De nos jours, en raison du rythme de vie de plus en plus élevé et du manque de temps, nous dormons de moins en moins. Nous dormons en moyenne 6 heures 50 par nuit, ce qui n'est pas assez pour pouvoir récupérer pleinement et recharger les batteries pour être en bonne santé physique et mentale.
De nombreuses méthodes sont disponibles pour traiter l'apnée du sommeil. Selon la gravité de l'apnée est, vous serez en mesure de trouver la meilleure solution qui convient à vos besoins. L'état d'apnée peut être légère, modérée ou sévère. Si vous êtes une personne qui ronfle ou qui croient qu'il pourrait avoir l'apnée du sommeil, vous pouvez essayer quelques remèdes simples. Dormir à plat est quelque chose que vous ne devez pas faire si vous ronflez. Essayez d'élever la partie du lit où vous dormez à un certain angle, de cette façon la langue ne sera pas retomber dans la gorge et vous serez en mesure de mieux respirer. Cela peut aussi être utile si vous souffrez de la maladie de reflux acide.

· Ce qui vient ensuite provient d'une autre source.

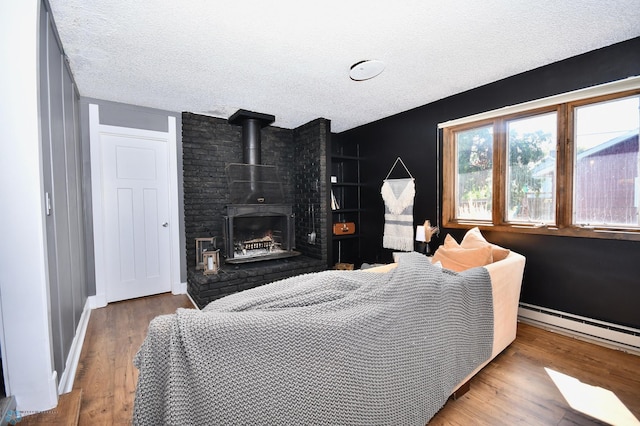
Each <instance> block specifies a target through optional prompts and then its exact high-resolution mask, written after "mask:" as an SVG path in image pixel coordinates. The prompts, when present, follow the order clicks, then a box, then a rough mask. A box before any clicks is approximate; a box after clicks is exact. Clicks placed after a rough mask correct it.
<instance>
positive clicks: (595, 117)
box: [441, 79, 640, 240]
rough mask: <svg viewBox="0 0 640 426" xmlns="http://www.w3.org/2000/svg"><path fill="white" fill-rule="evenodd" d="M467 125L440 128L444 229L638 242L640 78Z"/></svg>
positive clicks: (450, 126)
mask: <svg viewBox="0 0 640 426" xmlns="http://www.w3.org/2000/svg"><path fill="white" fill-rule="evenodd" d="M486 115H489V114H486ZM461 121H462V122H461V123H460V124H456V123H454V124H451V125H443V126H441V127H442V128H443V133H442V135H443V151H442V152H443V157H442V158H443V159H442V161H443V169H442V170H443V173H442V176H443V190H444V192H443V195H442V205H443V211H442V214H443V217H442V223H443V226H445V227H451V228H456V227H459V228H468V227H470V226H480V227H482V226H485V227H490V228H492V229H502V230H505V231H510V232H529V233H548V234H553V235H567V236H578V237H580V236H584V237H595V238H616V239H634V240H640V215H639V206H640V177H639V176H640V156H639V154H638V151H639V149H638V133H639V128H640V79H638V82H636V87H633V89H632V90H624V91H620V92H612V93H606V94H604V95H598V96H585V97H584V98H576V97H575V96H574V97H573V99H570V100H569V101H567V102H559V103H551V102H547V103H546V104H545V105H543V106H539V105H534V106H533V107H532V108H530V109H527V108H519V109H518V110H517V111H507V113H505V114H499V113H493V114H491V116H490V117H489V118H486V116H483V114H480V117H479V119H478V120H477V121H474V120H473V119H469V120H461Z"/></svg>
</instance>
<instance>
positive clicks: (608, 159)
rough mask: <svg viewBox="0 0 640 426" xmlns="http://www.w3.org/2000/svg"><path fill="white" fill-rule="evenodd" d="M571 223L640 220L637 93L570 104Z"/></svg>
mask: <svg viewBox="0 0 640 426" xmlns="http://www.w3.org/2000/svg"><path fill="white" fill-rule="evenodd" d="M574 123H575V124H574V135H575V136H574V139H575V150H574V152H573V156H574V158H573V224H575V225H582V226H600V227H614V228H619V227H623V228H634V227H638V226H639V225H640V222H639V221H640V218H639V217H638V203H639V201H640V200H639V197H640V182H639V178H638V174H639V171H640V157H639V156H638V128H639V127H640V96H631V97H626V98H622V99H614V100H607V101H604V102H598V103H595V104H587V105H583V106H578V107H575V109H574Z"/></svg>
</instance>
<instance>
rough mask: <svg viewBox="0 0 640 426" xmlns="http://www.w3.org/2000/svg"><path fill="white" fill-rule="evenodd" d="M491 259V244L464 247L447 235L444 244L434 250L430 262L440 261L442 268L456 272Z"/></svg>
mask: <svg viewBox="0 0 640 426" xmlns="http://www.w3.org/2000/svg"><path fill="white" fill-rule="evenodd" d="M491 261H492V256H491V246H490V245H488V244H487V245H485V246H484V247H477V248H464V247H461V246H459V245H458V243H457V242H456V240H455V239H454V238H453V237H452V236H451V235H447V236H446V237H445V240H444V244H443V245H442V246H440V247H438V249H437V250H436V252H435V254H434V255H433V259H432V262H433V263H436V262H441V263H442V266H443V267H444V268H447V269H450V270H452V271H456V272H462V271H464V270H465V269H469V268H474V267H476V266H484V265H488V264H489V263H491Z"/></svg>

Si de nombreuses études ont porté sur la présence d’une dépression chez les patients SAS, l’étude inverse reste beaucoup plus rare. Reynolds et al. (1985) a montré, dans un petit échantillon de patients âgés dépressifs que 17,6% présentaient également un SAS contre 4,3% dans un échantillon de sujets sains. Ce résultat suggère que le SAS pourrait être un facteur de confusion dans un contexte dysthymique. De plus, les sédatifs et certains traitements pour la dépression ont tendance à exacerber l’expression du SAS. C’est le cas des hypnotiques qui peuvent diminuer la tonicité musculaire et augmenter le dysfonctionnement des voix respiratoires. Lors de chaque épisode d’arrêt de respiration, le cerveau de la personne qui dort se réveille momentanément pour permettre de reprendre la respiration. Ces réveils, s’ils sont fréquents, conduisent à un sommeil fragmenté et de très mauvaise qualité, même si la personne n’en est pas consciente. Si on soupçonne souffrir d’apnée du sommeil, le dentiste peut travailler conjointement avec le médecin pour en confirmer le diagnostic et choisir le bon traitement.
Plus de la moitié des patients insuffisants cardiaques stables ont un syndrome d’apnées du sommeil. Le mécanisme de ces apnées du sommeil est soit obstructif par collapsus des voies aériennes supérieures, soit central avec une respiration périodique de Cheyne-Stokes. Les fortes dépressions intrapleurales, les éveils et les hypoxies entraînent une augmentation de la post-charge ventriculaire et une activation sympathique pouvant aggraver l’insuffisance cardiaque et le pronostic. Le traitement par ventilation en pression positive permet une amélioration des symptômes mais aussi une amélioration de la fonction cardiaque et du pronostic. Les troubles du sommeil sont insuffisamment dépistés et traités chez les patients insuffisants cardiaques stables. Un dépistage systématique des apnées par des oxymètres ambulatoires est important chez ces patients afin d’améliorer leur prise en charge.
Éviter de dormir sur le dos. Car cette position peut provoquer des apnées chez certaines personnes.
Le test de polysomnographie se fait dans un laboratoire spécial pour l’analyse du sommeil. Un technicien installe, sur votre corps, des fils reliés à des appareils de monitorage qui enregistrent diverses caractéristiques de votre respiration et de votre sommeil. Une fois les moniteurs installés, il ne vous reste plus qu’à dormir. Vous dormez toute la nuit dans la clinique. Lorsque le test est terminé, un médecin examine les résultats, pose un diagnostic et propose un traitement.
Le curé de l'apnée du sommeil est destiné à reconstituer la nuit régulier de respiration et de soulager les symptômes tels que le très fort ronflement. Il aidera également les problèmes associés aux soins médicaux, tels que l'hypertension, et de réduire le risque de crise cardiaque.
Cet état de somnolence diurne représentant parfois un handicap majeur tant sur le plan social que professionnel. Comme par exemple les conducteurs de véhicule ou utilisateurs de machine-outil.